Старик-сторож, очень этому сочувствовал, напутствовал молодых садоводов простыми словами:

— Хорошо придумали! Берёзка вырастет, станет шуршать листьями над могилою, а корнями к усопшему дотянется… Это упокойничку как мило!..

XVI

Московский зимний сезон был в полном разгаре.

В Большом Театре шла «Майская ночь» Римского-Корсакова.

«Рогнеда» и «Вражья сила» Серова.

Не сходил со сцены «Князь Игорь».

Носили на руках Нежданову.

Встречали овациями Шаляпина, Собинова, Дмитрия Смирнова.

Эмиль Купер в каком-то легендарном фраке, сшитом в Париже, блистал за дирижёрским пультом, то морщился, то пыжился и, в ответ на аплодисменты кланялся только в сторону пустой царской ложи.

Спектакли оперы сменялись балетом.

«Лебединое озеро», «Жизель», «Коппелия», «Конек-Горбунок» — не сходили с афиш.

Екатерина Гельцер, про которую даже заядлые балетоманы умильно говорили, цитируя стихи Игоря Северянина:

«Она, увы! уже не молода,Но как-то трогательно, странно — моложава»,

— продолжала делать полные сборы, держала зал в восторге и волнении, и со столь беспомощной грацией склонялась и падала на мускулистые руки молодых корифеев, то Жукова, то Новикова, что вызовам не было конца.

А когда танцевала русскую, чтоб не уступить Преображенской, поражавшей Петербург, то знатоки говорили:

— Вот видите, не хуже ее на пятачке танцует!

Пятачок был, разумеется, символом и означал, что настоящая балерина может всю гамму своего искусства развернуть и показать на столь ничтожном пространстве, что его можно и на пятачке уместить.

Потрясали сердца Вера Коралли и сталелитейный, пружинистый Мордкин в «Жизели».

И всё же лавры Петербургского балета не давали спать московским примадоннам, и не им одним.

«Умирающий лебедь» в исполнении Павловой считался шедевром непревзойдённым, а те, кто видел Кшесинскую в «Коппелии», считали, что настоящим балетоманам место не в Москве, а в Петербурге.

Грызли ногти и молодые корифеи.

Уже творил чудеса Сергей Павлович Дягилев, и всходила на невском небосклоне новая звезда — Вацлав Нижинский.

Свет ее был ослепителен, и сияния невиданного.

Но, волнуя сердца и ослепляя взоры, он и сам горел синим пламенем, беспощадным и испепеляющим.

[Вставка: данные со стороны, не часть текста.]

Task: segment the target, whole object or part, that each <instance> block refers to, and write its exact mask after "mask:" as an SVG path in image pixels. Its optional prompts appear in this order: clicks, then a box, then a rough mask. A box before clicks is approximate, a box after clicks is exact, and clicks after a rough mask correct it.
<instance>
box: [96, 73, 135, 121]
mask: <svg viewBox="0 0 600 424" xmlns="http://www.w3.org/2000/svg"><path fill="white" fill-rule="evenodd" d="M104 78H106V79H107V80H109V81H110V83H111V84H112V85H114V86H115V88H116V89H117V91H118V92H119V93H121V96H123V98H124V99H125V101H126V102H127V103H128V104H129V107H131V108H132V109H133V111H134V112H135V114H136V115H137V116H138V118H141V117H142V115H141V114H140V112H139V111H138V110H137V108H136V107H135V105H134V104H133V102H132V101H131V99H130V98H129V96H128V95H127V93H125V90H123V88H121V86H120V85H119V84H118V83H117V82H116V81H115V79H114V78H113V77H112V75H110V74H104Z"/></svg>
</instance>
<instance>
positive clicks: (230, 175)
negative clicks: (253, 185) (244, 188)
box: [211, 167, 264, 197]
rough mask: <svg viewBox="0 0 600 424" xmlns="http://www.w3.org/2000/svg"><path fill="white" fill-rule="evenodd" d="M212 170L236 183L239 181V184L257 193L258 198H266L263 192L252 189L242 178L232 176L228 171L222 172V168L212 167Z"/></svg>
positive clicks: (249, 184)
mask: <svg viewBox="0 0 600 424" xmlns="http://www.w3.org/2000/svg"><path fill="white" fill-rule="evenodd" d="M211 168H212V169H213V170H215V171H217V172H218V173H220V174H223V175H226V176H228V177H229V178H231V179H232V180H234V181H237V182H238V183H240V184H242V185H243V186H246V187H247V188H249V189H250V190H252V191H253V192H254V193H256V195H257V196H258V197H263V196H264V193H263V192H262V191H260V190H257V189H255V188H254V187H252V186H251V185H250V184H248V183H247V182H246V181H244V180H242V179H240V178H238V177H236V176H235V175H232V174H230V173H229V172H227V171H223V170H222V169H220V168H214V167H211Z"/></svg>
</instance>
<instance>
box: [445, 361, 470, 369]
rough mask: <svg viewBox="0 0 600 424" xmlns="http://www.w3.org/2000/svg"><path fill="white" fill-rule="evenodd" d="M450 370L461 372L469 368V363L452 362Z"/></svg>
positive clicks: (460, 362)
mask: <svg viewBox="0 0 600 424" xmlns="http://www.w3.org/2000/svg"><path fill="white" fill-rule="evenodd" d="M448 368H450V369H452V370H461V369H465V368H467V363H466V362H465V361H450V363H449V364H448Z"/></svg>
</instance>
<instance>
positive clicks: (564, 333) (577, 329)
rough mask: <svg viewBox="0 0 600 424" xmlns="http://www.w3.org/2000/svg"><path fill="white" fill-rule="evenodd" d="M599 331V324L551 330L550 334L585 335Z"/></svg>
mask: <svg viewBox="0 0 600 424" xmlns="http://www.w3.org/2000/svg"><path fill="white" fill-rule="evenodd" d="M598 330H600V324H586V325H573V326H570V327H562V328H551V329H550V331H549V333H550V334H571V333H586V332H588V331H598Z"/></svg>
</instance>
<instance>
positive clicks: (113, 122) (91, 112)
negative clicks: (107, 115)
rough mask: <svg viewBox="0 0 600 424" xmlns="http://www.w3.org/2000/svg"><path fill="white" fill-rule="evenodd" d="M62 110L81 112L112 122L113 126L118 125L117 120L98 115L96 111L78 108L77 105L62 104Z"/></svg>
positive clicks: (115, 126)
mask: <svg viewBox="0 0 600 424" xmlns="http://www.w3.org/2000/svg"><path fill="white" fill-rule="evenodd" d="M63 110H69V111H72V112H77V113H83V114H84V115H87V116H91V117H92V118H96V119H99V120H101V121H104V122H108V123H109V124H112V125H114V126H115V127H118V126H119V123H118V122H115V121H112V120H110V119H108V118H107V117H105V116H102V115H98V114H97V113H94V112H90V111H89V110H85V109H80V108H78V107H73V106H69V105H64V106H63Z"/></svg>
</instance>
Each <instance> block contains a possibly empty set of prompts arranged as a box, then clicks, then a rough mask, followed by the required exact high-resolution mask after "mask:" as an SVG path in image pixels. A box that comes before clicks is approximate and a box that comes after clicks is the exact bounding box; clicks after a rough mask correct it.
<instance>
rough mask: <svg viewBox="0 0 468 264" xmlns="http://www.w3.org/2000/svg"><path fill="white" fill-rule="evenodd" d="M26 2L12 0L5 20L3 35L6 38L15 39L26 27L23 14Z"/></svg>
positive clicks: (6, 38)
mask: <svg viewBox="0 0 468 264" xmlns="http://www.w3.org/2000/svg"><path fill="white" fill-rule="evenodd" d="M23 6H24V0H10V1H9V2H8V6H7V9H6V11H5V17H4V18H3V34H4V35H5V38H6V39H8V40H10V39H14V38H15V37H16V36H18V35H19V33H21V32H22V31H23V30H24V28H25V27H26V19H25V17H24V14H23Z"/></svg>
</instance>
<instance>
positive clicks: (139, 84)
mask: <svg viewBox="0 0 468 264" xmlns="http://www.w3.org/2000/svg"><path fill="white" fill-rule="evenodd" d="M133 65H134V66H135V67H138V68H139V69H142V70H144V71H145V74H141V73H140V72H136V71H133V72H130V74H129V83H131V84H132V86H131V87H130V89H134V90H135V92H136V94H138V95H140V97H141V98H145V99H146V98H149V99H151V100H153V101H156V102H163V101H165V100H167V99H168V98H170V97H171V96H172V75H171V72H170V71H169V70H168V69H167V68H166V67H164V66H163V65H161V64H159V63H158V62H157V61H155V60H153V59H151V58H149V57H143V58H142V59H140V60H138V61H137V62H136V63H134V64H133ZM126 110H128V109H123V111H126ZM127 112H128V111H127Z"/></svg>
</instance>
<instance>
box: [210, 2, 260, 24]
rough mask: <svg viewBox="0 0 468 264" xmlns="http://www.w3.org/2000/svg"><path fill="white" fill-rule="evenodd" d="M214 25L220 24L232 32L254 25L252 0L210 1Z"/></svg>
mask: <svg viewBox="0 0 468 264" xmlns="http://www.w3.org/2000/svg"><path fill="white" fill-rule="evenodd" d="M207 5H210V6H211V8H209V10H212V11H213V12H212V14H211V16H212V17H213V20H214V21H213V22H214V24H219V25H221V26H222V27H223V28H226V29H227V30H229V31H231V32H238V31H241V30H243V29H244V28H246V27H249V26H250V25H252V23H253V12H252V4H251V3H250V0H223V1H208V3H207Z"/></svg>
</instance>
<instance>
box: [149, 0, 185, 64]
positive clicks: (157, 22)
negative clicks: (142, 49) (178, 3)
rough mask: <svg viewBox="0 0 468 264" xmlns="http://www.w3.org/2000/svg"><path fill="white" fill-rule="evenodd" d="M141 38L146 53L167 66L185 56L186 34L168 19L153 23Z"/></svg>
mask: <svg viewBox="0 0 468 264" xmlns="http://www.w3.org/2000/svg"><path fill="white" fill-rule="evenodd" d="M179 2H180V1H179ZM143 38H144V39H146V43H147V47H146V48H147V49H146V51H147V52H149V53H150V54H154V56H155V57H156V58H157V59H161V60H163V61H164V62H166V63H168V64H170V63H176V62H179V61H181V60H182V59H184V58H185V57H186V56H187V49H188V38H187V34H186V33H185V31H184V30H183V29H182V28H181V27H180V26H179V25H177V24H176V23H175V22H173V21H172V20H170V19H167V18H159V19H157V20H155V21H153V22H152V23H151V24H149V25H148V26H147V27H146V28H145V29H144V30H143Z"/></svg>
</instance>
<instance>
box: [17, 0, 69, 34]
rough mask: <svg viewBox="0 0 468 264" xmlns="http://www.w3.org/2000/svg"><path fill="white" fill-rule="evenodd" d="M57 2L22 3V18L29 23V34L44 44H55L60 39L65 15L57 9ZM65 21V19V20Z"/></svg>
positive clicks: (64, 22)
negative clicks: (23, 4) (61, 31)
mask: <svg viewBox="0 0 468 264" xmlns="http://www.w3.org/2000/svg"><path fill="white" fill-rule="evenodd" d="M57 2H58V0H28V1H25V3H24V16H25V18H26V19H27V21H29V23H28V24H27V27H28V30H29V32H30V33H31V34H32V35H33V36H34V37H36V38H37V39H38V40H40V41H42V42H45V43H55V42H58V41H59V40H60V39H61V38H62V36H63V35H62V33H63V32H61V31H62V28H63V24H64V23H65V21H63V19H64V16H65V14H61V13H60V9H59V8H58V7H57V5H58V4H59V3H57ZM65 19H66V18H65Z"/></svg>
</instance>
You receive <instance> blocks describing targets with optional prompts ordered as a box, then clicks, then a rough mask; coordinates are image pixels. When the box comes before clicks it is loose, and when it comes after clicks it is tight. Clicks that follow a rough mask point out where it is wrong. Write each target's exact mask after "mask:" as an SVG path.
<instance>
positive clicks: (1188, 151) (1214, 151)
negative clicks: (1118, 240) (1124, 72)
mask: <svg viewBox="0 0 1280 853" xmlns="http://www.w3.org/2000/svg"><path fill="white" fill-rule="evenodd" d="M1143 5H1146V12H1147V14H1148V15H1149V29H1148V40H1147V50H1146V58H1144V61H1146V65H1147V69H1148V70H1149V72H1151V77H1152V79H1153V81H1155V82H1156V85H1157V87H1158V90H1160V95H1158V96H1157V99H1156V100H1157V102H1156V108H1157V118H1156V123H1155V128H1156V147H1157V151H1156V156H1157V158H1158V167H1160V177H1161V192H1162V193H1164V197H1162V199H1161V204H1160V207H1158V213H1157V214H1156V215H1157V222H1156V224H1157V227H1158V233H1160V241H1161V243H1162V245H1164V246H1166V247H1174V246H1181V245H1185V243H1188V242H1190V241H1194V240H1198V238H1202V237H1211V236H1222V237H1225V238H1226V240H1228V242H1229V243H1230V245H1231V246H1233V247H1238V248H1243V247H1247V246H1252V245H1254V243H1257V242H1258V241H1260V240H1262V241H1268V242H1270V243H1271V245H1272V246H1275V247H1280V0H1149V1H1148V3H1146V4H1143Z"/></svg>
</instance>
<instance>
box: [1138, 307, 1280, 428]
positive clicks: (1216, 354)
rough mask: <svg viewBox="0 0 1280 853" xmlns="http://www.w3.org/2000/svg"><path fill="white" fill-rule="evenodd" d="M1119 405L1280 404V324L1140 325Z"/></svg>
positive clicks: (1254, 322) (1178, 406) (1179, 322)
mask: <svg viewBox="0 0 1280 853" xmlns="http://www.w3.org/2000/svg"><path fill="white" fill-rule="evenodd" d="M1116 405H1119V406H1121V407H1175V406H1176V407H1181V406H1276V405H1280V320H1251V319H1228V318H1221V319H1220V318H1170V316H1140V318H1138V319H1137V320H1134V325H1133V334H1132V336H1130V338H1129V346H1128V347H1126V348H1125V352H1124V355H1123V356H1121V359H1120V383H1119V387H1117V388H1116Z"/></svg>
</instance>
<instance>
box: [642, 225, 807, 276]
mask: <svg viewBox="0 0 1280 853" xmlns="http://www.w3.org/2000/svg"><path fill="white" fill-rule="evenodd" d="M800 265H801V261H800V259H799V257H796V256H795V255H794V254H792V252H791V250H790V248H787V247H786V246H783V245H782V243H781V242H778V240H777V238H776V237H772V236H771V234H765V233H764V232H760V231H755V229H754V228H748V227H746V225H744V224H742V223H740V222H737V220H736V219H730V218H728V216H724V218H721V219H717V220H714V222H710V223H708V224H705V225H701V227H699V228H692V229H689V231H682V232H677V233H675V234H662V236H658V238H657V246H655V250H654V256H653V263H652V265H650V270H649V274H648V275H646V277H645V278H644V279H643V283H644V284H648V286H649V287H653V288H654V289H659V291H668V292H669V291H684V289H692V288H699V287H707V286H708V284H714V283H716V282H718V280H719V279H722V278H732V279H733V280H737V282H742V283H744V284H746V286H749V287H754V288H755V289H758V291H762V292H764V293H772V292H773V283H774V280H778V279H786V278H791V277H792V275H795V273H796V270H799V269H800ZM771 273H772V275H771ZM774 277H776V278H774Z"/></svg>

В ореоле молодой славы, в воздушной лёгкости движений и полётов, в отрыве от земли, во всём этом безмерном вознесении — была какая-то мечта и обречённость.

Недаром сказано:

Не так ли я, сосуд скудельный,Дерзаю на запретный путь,Стихии чуждой, запредельной,Стремясь хоть каплю зачерпнуть?!

В словах Фета был не только эпиграф, в них была и эпитафия.